Longarm closed his eyes. He was about tapped out, the power in his body draining. His tense muscles were turning to putty.

Gradually, the shuddering continued until Longarm looked to both sides and saw nothing but clear, blue Colorado sky stretching from horizon to horizon. They were over the bridge. And they were probably not moving over fifteen miles an hour. Maybe less than that. The train was still hiccupping and the brakes were still screeching, but, by damn, they’d done it!

They’d gotten the train slowed. The bridge should hold.

“We’re over the middle of the canyon!” the girl cried.

Longarm kept his hands wrapped around the brake lever.
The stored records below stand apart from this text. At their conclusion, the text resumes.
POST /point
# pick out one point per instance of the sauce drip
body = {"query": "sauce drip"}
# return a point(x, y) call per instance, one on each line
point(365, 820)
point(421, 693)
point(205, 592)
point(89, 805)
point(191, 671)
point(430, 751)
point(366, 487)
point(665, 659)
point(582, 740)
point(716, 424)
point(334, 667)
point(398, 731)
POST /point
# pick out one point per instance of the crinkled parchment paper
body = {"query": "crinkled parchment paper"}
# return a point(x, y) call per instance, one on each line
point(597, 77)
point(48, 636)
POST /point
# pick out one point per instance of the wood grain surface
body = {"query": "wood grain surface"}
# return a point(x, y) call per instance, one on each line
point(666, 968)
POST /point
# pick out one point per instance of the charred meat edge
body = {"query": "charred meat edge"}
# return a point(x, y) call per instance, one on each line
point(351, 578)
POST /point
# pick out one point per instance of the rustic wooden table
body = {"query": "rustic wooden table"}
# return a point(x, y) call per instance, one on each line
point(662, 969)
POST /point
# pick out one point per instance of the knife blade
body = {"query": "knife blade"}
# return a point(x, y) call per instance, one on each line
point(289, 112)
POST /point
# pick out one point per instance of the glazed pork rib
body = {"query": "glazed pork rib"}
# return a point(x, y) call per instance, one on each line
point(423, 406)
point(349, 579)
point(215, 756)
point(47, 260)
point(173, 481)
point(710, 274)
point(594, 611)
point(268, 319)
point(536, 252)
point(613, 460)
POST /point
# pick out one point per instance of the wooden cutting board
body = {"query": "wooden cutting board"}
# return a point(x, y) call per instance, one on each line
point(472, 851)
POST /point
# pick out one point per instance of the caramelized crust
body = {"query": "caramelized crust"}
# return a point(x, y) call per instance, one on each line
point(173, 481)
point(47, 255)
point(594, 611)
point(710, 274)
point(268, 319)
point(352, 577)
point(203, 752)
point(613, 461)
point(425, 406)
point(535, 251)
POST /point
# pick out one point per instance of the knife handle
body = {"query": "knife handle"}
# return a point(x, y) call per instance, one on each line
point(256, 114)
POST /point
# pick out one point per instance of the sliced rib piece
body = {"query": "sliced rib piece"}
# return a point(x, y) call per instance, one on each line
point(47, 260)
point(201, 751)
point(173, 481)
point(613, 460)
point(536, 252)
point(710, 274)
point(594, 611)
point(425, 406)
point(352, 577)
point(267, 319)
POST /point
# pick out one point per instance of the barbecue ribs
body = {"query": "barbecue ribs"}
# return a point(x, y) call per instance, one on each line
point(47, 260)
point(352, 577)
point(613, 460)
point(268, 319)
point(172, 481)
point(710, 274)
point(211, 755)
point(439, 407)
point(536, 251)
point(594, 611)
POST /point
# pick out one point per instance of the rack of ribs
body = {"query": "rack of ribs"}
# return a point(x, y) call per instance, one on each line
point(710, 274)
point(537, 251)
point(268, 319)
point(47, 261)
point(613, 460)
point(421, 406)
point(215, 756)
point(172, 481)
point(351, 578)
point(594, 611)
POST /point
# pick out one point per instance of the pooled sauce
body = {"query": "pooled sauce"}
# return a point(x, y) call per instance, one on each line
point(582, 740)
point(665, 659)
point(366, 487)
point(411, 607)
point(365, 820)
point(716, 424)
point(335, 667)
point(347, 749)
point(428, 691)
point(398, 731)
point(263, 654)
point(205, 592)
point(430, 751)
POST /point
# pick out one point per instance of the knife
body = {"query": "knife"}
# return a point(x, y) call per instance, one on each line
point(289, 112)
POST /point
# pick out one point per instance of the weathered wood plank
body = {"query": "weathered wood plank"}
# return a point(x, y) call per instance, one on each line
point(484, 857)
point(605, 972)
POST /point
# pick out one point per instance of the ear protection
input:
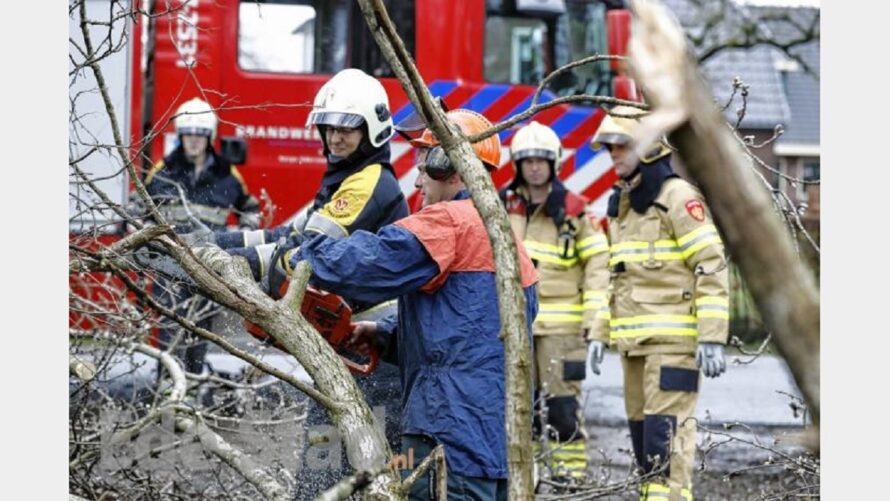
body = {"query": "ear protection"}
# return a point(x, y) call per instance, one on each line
point(436, 164)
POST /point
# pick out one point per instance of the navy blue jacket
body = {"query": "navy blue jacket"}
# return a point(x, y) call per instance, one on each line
point(439, 264)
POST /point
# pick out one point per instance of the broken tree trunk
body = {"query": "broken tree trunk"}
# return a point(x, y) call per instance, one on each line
point(784, 290)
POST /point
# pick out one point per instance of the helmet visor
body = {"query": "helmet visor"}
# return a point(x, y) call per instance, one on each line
point(610, 138)
point(336, 119)
point(435, 163)
point(195, 131)
point(536, 153)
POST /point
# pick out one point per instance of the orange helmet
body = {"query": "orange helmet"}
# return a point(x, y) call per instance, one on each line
point(488, 150)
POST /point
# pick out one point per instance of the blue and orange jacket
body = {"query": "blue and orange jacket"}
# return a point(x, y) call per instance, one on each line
point(356, 194)
point(440, 265)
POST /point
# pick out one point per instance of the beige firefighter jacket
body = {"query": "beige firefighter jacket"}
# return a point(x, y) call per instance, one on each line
point(669, 281)
point(571, 261)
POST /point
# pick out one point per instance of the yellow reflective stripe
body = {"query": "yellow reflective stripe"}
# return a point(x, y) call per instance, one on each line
point(646, 319)
point(592, 245)
point(559, 312)
point(698, 239)
point(701, 244)
point(712, 300)
point(320, 223)
point(646, 325)
point(573, 446)
point(631, 252)
point(564, 454)
point(723, 315)
point(636, 246)
point(549, 253)
point(547, 248)
point(712, 307)
point(659, 491)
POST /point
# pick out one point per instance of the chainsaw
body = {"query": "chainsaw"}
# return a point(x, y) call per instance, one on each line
point(327, 312)
point(332, 318)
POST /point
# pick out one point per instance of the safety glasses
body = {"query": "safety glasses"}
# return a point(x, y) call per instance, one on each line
point(434, 162)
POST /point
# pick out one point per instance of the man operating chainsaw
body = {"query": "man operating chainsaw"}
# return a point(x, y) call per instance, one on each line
point(440, 265)
point(359, 191)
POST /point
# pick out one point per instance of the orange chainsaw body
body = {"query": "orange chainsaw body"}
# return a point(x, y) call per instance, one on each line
point(332, 318)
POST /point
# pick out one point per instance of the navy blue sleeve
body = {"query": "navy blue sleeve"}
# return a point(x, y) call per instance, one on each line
point(253, 259)
point(388, 325)
point(367, 267)
point(386, 339)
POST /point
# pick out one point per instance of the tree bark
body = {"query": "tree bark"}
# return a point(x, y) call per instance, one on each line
point(511, 301)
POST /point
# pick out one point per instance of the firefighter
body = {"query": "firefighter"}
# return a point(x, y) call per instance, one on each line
point(440, 265)
point(214, 189)
point(359, 191)
point(571, 254)
point(668, 305)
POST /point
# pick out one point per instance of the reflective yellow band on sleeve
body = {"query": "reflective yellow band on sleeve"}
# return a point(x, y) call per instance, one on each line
point(319, 223)
point(559, 312)
point(661, 491)
point(549, 253)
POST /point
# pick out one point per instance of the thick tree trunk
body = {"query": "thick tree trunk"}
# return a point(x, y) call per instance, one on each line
point(784, 290)
point(511, 301)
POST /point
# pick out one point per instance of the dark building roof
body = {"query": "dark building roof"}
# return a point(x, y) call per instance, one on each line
point(780, 91)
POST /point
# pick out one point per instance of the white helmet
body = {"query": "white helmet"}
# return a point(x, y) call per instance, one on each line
point(536, 140)
point(352, 98)
point(196, 117)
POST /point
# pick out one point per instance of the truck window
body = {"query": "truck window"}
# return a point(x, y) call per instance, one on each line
point(315, 36)
point(277, 37)
point(539, 42)
point(515, 50)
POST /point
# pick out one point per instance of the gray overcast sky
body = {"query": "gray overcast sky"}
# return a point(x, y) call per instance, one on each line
point(808, 3)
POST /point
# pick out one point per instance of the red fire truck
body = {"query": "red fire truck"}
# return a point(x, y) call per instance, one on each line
point(261, 62)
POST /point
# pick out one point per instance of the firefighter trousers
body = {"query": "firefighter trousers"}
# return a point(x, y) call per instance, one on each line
point(559, 370)
point(660, 394)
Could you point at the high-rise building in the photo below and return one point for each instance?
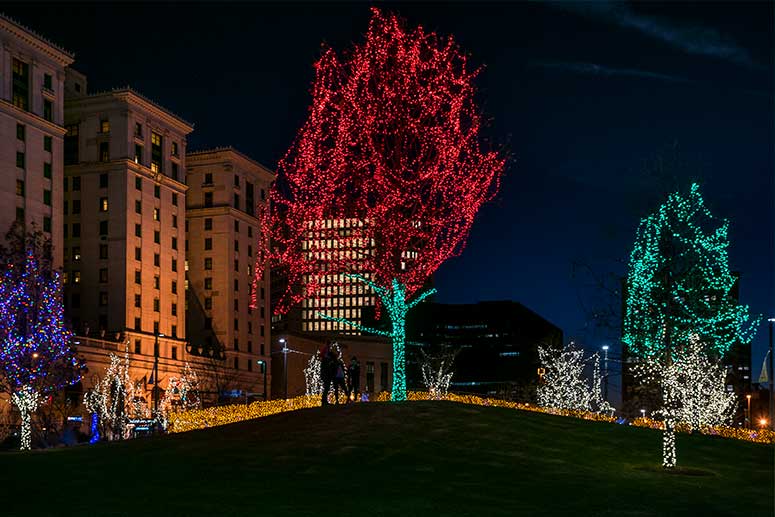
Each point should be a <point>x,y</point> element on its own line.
<point>124,214</point>
<point>32,72</point>
<point>225,189</point>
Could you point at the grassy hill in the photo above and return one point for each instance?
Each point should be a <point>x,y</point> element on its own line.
<point>412,459</point>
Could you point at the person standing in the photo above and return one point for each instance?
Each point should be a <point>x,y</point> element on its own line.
<point>354,373</point>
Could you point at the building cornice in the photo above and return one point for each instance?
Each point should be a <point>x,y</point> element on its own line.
<point>35,40</point>
<point>31,118</point>
<point>131,96</point>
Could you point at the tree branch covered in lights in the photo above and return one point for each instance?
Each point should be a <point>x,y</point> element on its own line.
<point>384,179</point>
<point>694,392</point>
<point>36,357</point>
<point>679,283</point>
<point>564,385</point>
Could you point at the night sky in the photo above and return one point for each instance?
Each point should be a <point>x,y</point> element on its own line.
<point>581,95</point>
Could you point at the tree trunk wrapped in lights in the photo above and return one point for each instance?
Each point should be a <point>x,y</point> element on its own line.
<point>680,304</point>
<point>384,179</point>
<point>36,357</point>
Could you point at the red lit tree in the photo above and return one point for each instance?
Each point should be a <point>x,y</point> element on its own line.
<point>384,179</point>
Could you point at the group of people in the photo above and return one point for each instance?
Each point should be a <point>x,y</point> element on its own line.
<point>334,371</point>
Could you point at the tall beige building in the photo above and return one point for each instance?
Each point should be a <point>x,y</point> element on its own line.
<point>32,74</point>
<point>225,187</point>
<point>124,215</point>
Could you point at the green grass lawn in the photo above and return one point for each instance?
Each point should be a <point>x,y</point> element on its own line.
<point>410,459</point>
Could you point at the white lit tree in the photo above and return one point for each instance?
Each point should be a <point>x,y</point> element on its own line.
<point>694,392</point>
<point>564,385</point>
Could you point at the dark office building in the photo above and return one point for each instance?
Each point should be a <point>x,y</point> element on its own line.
<point>496,343</point>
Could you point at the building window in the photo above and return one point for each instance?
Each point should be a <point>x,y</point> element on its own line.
<point>71,144</point>
<point>104,152</point>
<point>48,110</point>
<point>156,156</point>
<point>21,84</point>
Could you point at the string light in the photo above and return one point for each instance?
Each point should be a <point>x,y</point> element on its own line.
<point>564,385</point>
<point>36,357</point>
<point>383,180</point>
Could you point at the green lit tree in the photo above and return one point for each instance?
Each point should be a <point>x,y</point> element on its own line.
<point>679,289</point>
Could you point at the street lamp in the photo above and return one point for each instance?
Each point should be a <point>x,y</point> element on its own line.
<point>605,372</point>
<point>262,365</point>
<point>748,415</point>
<point>772,400</point>
<point>285,351</point>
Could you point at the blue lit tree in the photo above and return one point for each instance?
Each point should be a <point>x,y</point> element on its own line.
<point>36,357</point>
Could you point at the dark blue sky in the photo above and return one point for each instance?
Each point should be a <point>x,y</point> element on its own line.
<point>582,94</point>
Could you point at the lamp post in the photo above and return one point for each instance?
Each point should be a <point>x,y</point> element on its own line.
<point>262,365</point>
<point>156,373</point>
<point>285,351</point>
<point>748,414</point>
<point>772,400</point>
<point>605,372</point>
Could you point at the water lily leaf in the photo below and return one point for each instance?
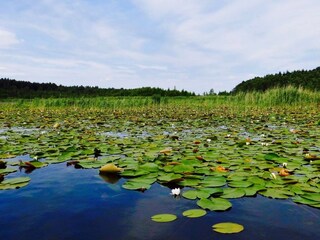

He felt as though his knuckles were about to pop, his arms about to tear loose from their sockets. The girl’s hair in his face was a tonic, however. So, too, was her rump grinding against his balls.

When he felt the engine grind to a final halt, he looked to both sides. Red, rocky slopes rose around him, stippled with piñon pines and firs. He could smell the pine resin. It was like perfume. The locomotive panted like a dying dinosaur; the fire in its box hadn’t been stoked since the outlaws had killed the fireman. Now that its momentum had been broken, and it was stopped, it wouldn’t be going anywhere until it was fired up again.

“We made it,” the girl said in a sexy, husky voice, rolling off of Longarm, setting her feet on the floor and looking around with girlish delight. “We made it, mister. You did it. You saved us all!”

As though on cue, a great, victorious whoop rose from the passengers behind the tender car.

Longarm gained his feet, straightened. The brake remained now in the locked position. He squeezed his hands together, wincing as the blood oozed back into them, as the damaged tendons and muscles barked their complaints.

He looked at the girl beaming up at him. “Couldn’t have done it without you, miss,” he said, panting.

“Call me Matilda.”

He gave a weary half smile. “Call me Longarm.”

She leaped up and wrapped her arms around his neck, pressing her breasts against his chest, her lips against his mouth.

“Longarm,” she said, “when we get to Creede, you’re gonna get the biggest thank you that any girl has ever given a man!”